Perante aquela “janela de oportunidade”, a coberto da escuridão, um tipo galgou a portada, caminhou uns três metros sobre um lancil com não mais que dois palmos de largo, entrou pela janela onde coube à justa, e foi quando se preparava para a limpeza que o meu cão o ouviu e cheirou.
Filado pelo Júnior, ouvindo correria escada a cima e sem saber quantos eram, o larápio precisou de ambas as mãos para manobrar na janela, ser rápido no lancil para não cair e meter-se ao fresco.
Tudo perfeito, como nos filmes. Excepto que o sacana levava debaixo do braço O MEU COMPUTADOR. E, precisando de levantar o braço para usar a mão, deixou-o cair.
Pimba, bonito serviço. No computador estavam textos passados e recentes, sons e fotos que fazem a minha profissão e que ainda não copiara para outros suportes, e estavam, também, digitalizadas montes de fotografias que hei-de ir seleccionado para publicação na Tabanca, mais as notas que fui tirando para ajudar a memória nas histórias que tenho para vos contar.
Valeram-me os engenheiros da Toshiba.
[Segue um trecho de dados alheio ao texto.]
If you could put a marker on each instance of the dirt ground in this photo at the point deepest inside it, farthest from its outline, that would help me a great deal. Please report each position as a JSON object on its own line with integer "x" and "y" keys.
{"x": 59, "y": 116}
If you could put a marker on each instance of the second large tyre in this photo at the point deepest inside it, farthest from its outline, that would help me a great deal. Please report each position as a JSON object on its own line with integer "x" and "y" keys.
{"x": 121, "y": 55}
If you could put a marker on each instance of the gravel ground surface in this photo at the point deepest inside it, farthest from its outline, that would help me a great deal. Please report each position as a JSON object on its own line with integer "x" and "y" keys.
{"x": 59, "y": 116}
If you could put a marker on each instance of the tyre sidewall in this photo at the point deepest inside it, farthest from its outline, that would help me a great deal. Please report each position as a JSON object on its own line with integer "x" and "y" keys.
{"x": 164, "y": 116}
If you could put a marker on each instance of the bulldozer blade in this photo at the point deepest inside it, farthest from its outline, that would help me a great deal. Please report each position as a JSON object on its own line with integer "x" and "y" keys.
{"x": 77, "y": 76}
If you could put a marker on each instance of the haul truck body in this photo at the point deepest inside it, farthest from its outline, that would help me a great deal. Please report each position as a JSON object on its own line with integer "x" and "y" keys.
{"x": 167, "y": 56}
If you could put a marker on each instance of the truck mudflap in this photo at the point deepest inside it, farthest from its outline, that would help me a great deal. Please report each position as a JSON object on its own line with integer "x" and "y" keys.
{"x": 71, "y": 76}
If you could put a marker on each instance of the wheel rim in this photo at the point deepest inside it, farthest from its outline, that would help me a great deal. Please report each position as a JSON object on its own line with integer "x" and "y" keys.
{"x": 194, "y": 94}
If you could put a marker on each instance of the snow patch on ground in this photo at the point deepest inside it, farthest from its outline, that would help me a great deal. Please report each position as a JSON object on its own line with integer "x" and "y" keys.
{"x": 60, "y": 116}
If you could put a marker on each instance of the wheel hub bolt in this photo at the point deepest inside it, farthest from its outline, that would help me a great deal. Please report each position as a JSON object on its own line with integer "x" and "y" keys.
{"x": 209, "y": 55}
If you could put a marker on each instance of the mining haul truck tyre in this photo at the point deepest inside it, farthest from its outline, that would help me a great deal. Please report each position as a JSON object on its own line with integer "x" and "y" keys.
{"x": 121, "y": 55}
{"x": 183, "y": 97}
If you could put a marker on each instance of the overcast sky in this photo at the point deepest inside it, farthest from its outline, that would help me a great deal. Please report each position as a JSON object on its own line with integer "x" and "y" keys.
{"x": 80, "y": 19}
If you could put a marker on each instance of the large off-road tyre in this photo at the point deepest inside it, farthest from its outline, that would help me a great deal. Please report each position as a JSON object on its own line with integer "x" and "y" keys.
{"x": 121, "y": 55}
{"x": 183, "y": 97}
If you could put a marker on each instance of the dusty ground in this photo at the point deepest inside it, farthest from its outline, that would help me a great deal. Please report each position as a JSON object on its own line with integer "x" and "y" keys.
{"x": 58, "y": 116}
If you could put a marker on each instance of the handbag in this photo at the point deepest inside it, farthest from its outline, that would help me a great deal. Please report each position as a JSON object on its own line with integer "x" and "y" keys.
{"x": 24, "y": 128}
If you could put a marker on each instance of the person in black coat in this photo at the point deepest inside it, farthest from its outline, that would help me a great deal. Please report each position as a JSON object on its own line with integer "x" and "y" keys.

Não sei como, porque não sou engenheiro. Sei que conseguiram recuperar tudo quanto estava no disco rígido do meu computador.
Só que estas coisas levam tempo.
PERCEBEM AGORA PORQUE SÓ HOJE VOLTO À ESCRITA?
O Carlos Vinhal, Editor de serviço à época da minha apresentação, até me escreveu algo parecido com “Ó homem, entra, acomoda-te, senta-te aí a uma janela, come um pastelinho de bacalhau, bebe um copo e lança-te à escrita que tu, que foste enfermeiro, hás-de ter muito para contar”.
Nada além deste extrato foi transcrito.